Abstract 13169: In vivo TRPC3 Channel Blockade Suppresses Atrial Fibroblast Remodeling and AF Substrate in Dogs
Background: Cardiac fibroblast (FB) proliferation and differentiation plays a role in atrial fibrillation (AF), via profibrotic production of extracellular matrix (ECM) proteins and/or arrhythmogenic FB-cardiomyocyte electrical interaction. Ca2+-permeable transient receptor potential canonical (TRPC) channels couple mechanical stretch to cell-activation. Stretch is a strong FB activator, but the signaling pathways are poorly known. We previously reported TRPC3 dependent FB activation in a canine AF model based on in vitro work: AF increased fibroblast proliferation, differentiation and ECM gene expression; treatment with a selective TRPC3-blocker, pyrazole3 (Pyr3), suppressed the responses. Here, we tested the effect of TRPC3-blockade with Pyr3 on AF dogs in vivo.
Methods: Dogs kept in AF for 1 week by atrial pacing at 600 beats/min were treated with Pyr3 (n=7, 0.1 mg/kg/day), or vehicle (CTL, n=7). The drug was administrated continuously by osmotic pump. Cultured or freshly-isolated left atrial (LA) FBs were used for cell cycle analysis (flow cytometry) and qPCR.

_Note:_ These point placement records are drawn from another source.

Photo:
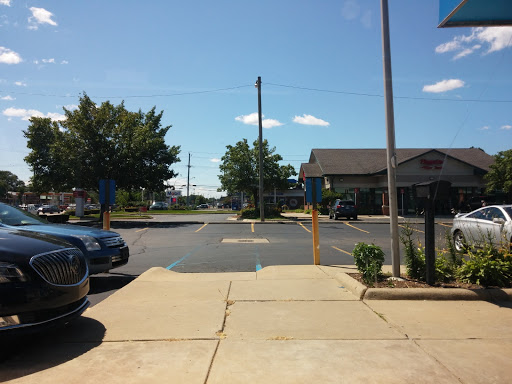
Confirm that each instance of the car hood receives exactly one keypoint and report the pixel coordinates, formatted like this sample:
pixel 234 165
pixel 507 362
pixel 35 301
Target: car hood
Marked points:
pixel 69 230
pixel 16 245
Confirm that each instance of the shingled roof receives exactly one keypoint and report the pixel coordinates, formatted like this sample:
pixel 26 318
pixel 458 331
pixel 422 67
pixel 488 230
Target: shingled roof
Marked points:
pixel 372 161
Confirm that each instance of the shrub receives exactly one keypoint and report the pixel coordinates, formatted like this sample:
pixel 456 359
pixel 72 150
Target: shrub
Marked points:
pixel 369 260
pixel 414 257
pixel 487 266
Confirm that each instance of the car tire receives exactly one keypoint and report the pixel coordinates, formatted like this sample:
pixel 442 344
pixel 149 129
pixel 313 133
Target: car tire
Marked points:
pixel 459 241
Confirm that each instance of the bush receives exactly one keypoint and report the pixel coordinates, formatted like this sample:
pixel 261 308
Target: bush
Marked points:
pixel 369 260
pixel 414 256
pixel 488 267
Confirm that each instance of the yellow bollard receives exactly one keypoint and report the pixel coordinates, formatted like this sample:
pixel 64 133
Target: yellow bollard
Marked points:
pixel 316 238
pixel 106 220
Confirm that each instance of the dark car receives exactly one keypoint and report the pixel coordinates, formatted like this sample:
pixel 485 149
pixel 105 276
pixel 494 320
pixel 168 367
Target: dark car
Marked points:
pixel 43 282
pixel 44 209
pixel 343 208
pixel 103 250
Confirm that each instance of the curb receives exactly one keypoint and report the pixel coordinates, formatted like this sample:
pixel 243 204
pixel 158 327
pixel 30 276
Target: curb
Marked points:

Results: At terminal electrophysiological study, Pyr3 treated dogs showed significant decreases in spontaneously-maintained AF duration from 1197±245 s to 442±243* s (*p<0.05 vs. vehicle). They also had slightly but significantly greater effective refractory period at short cycle lengths (e.g. 80±6 ms vs. 96±5 ms* at 150 ms). Pyr3 treated dogs showed decreased vimentin protein expression (a FB marker, by 39%*) in LA tissues, suggesting decreased fibroblast density. In proliferation analysis, LA fibroblasts isolated from Pyr3-treated dogs showed decreased G2/M cell content (an index of cell division), by 5.2%* on Day 2 of culture, and decreased cell-number on Day 3, by 38%*, indicating decreased FB proliferation. In freshly isolated LA FBs, collagen-1 α1, collagen-1 α2, collagen-3 and fibrobectin-1 gene expression decreased in Pyr3-treated dogs by 71%*, 45%*, 34% (p=0.12) and 38% (p=0.09) respectively, indicating decreased ECM protein secretion.
Conclusions: In vivo treatment with Pyr3 suppresses FB proliferation, ECM gene expression and AF duration in AF dogs. TRPC3 channels are key signaling components for FB-remodeling and may represent an interesting anti-AF target.
- © 2012 by American Heart Association, Inc.